Depois de três meses de guerra e de a Rússia ter desistido de derrubar o governo ucraniano, o Kremlin concentrou as suas forças no Donbass. Neste momento, a proporção de forças na região é de sete soldados russos para um ucraniano, de acordo com o Daily Telegraph. Segundo um responsável ucraniano, o Kremlin está a deslocar “um número louco” de tropas e de equipamento militar para a região. Este pode ser o tudo ou nada do conflito na Ucrânia.

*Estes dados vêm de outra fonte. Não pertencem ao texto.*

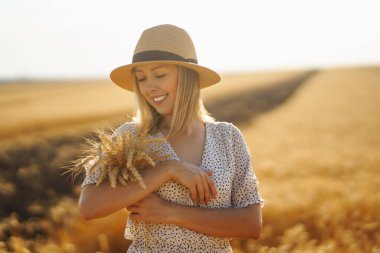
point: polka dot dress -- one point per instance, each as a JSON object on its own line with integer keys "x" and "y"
{"x": 226, "y": 153}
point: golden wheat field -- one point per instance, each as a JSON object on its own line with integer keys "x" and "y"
{"x": 314, "y": 138}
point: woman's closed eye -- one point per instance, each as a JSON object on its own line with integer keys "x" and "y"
{"x": 143, "y": 79}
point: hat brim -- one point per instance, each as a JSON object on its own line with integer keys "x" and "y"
{"x": 122, "y": 76}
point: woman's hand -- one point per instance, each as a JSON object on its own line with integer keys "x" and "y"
{"x": 195, "y": 179}
{"x": 152, "y": 209}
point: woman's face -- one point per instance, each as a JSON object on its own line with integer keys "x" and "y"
{"x": 158, "y": 84}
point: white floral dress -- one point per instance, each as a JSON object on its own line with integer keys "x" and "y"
{"x": 227, "y": 154}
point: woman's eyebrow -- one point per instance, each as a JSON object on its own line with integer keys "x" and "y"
{"x": 137, "y": 70}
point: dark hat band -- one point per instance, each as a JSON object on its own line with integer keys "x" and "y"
{"x": 156, "y": 55}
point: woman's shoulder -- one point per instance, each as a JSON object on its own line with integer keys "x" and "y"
{"x": 224, "y": 126}
{"x": 126, "y": 127}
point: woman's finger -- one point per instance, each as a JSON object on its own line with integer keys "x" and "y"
{"x": 201, "y": 192}
{"x": 206, "y": 188}
{"x": 211, "y": 186}
{"x": 193, "y": 193}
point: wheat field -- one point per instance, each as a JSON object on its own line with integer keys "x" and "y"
{"x": 316, "y": 154}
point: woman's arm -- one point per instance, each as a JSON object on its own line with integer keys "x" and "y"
{"x": 99, "y": 201}
{"x": 227, "y": 222}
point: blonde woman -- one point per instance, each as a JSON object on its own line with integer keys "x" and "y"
{"x": 207, "y": 193}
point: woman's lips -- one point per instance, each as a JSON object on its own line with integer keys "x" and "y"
{"x": 158, "y": 102}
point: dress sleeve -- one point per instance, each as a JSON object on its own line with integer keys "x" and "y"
{"x": 93, "y": 177}
{"x": 245, "y": 185}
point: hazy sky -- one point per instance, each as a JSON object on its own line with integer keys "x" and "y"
{"x": 88, "y": 38}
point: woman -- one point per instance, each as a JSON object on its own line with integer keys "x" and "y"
{"x": 207, "y": 193}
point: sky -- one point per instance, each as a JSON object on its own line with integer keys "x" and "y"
{"x": 89, "y": 38}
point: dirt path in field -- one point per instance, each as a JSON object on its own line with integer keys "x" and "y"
{"x": 242, "y": 107}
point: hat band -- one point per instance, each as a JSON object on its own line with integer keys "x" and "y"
{"x": 156, "y": 55}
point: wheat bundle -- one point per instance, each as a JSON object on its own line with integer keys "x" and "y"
{"x": 119, "y": 157}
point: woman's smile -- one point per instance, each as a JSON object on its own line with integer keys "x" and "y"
{"x": 158, "y": 100}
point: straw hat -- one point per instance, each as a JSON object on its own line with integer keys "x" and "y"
{"x": 167, "y": 44}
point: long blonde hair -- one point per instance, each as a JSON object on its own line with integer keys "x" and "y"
{"x": 187, "y": 106}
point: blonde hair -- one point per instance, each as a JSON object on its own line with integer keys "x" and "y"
{"x": 187, "y": 106}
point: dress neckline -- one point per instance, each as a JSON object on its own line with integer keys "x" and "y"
{"x": 204, "y": 145}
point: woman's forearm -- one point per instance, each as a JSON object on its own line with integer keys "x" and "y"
{"x": 228, "y": 222}
{"x": 99, "y": 201}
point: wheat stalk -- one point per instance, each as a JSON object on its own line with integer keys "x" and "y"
{"x": 119, "y": 158}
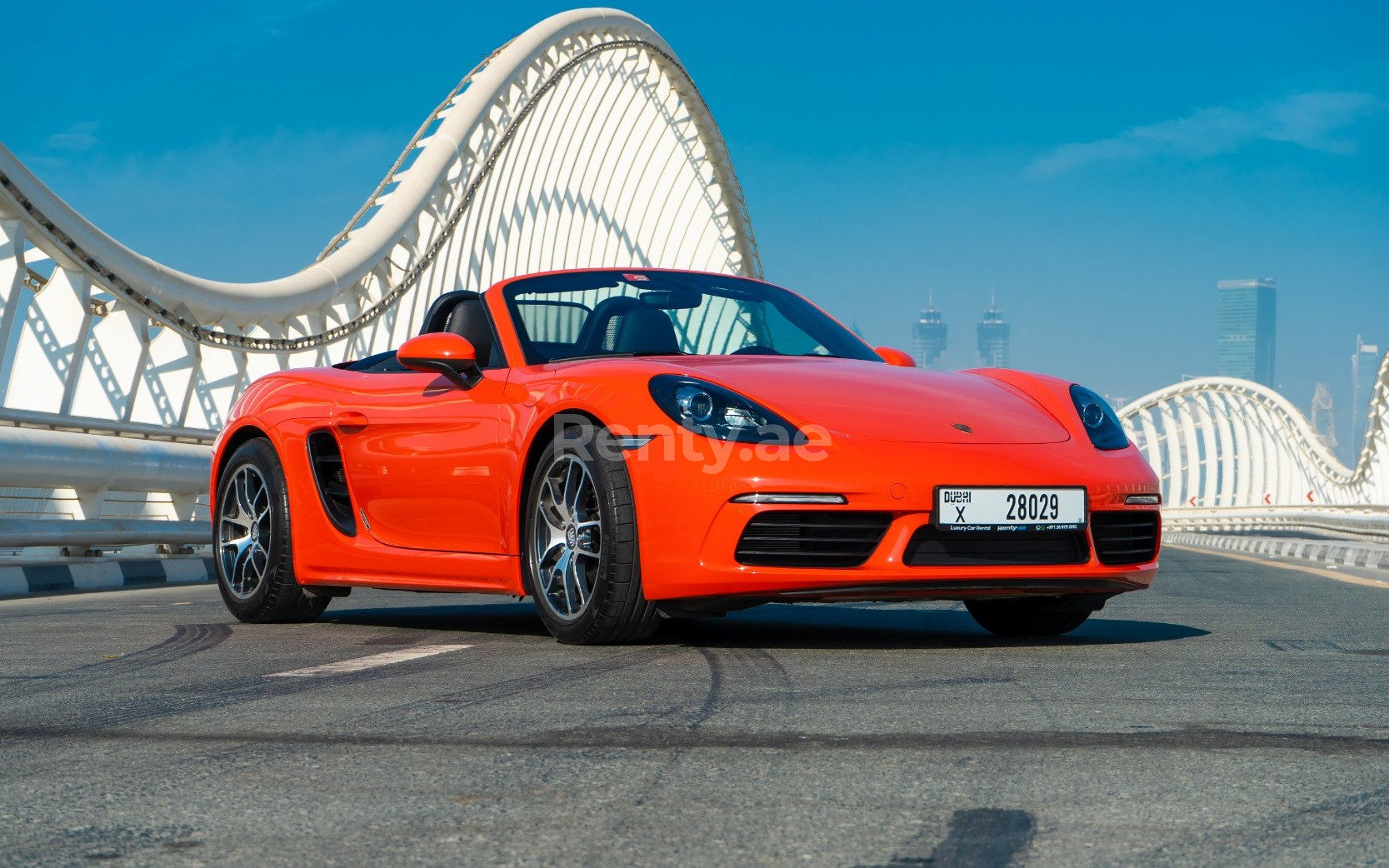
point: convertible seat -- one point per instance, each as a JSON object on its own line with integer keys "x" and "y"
{"x": 470, "y": 320}
{"x": 645, "y": 329}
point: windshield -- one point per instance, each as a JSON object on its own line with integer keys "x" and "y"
{"x": 662, "y": 312}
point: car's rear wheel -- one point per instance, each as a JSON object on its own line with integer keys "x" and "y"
{"x": 254, "y": 567}
{"x": 1027, "y": 617}
{"x": 581, "y": 547}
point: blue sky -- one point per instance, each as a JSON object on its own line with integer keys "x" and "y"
{"x": 1101, "y": 166}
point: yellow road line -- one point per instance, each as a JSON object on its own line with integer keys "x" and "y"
{"x": 1318, "y": 571}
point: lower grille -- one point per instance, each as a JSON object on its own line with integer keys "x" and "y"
{"x": 1126, "y": 538}
{"x": 810, "y": 538}
{"x": 934, "y": 547}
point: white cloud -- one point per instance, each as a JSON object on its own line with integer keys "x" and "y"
{"x": 1307, "y": 120}
{"x": 77, "y": 137}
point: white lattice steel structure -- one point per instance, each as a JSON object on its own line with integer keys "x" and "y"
{"x": 582, "y": 142}
{"x": 1234, "y": 455}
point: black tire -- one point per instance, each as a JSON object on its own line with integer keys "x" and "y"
{"x": 257, "y": 580}
{"x": 612, "y": 609}
{"x": 1026, "y": 617}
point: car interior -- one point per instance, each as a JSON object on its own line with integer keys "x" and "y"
{"x": 462, "y": 312}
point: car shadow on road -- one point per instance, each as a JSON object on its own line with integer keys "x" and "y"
{"x": 500, "y": 618}
{"x": 884, "y": 626}
{"x": 774, "y": 626}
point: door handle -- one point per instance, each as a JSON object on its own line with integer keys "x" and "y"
{"x": 349, "y": 421}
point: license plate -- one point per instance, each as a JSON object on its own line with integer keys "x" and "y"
{"x": 1007, "y": 509}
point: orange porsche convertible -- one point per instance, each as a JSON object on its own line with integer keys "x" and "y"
{"x": 625, "y": 446}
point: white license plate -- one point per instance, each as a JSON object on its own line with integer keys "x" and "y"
{"x": 1006, "y": 509}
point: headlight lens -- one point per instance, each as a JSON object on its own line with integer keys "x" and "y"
{"x": 1099, "y": 418}
{"x": 720, "y": 412}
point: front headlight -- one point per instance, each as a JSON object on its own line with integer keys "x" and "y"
{"x": 720, "y": 412}
{"x": 1099, "y": 418}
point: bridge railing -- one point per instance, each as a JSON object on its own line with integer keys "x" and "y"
{"x": 582, "y": 142}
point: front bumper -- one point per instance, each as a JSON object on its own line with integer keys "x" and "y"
{"x": 689, "y": 528}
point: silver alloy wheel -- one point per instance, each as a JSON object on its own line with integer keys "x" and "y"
{"x": 243, "y": 535}
{"x": 567, "y": 538}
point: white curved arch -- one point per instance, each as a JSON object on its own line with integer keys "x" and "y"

A análise é feita pelo porta-voz do Ministério da Defesa ucraniano: “A situação na frente leste é extremamente difícil, porque o destino deste país poderá estar a ser decidido lá.” Para Oleksandr Motuzyanyk, citado pela Al Jazeera, está atualmente a decorrer a “fase mais ativa da agressão” russa.

A guerra por Donbass está em andamento (devagar, gradualmente e com muitos erros russos pelo caminho)

Segundo o Instituto para o Estudo da Guerra, que publica diariamente relatórios sobre o conflito na Ucrânia, a estratégia do Kremlin para conquistar esta zona do país tem sido a criação de “pequenos cercos” simultâneos. “As forças russas terão abandonado os esforços para completar um único grande cerco às forças ucranianas no leste do país e estão, em vez disso, a tentar assegurar cercos mais pequenos — permitindo-lhes obter ganhos específicos“, lê-se no último relatório.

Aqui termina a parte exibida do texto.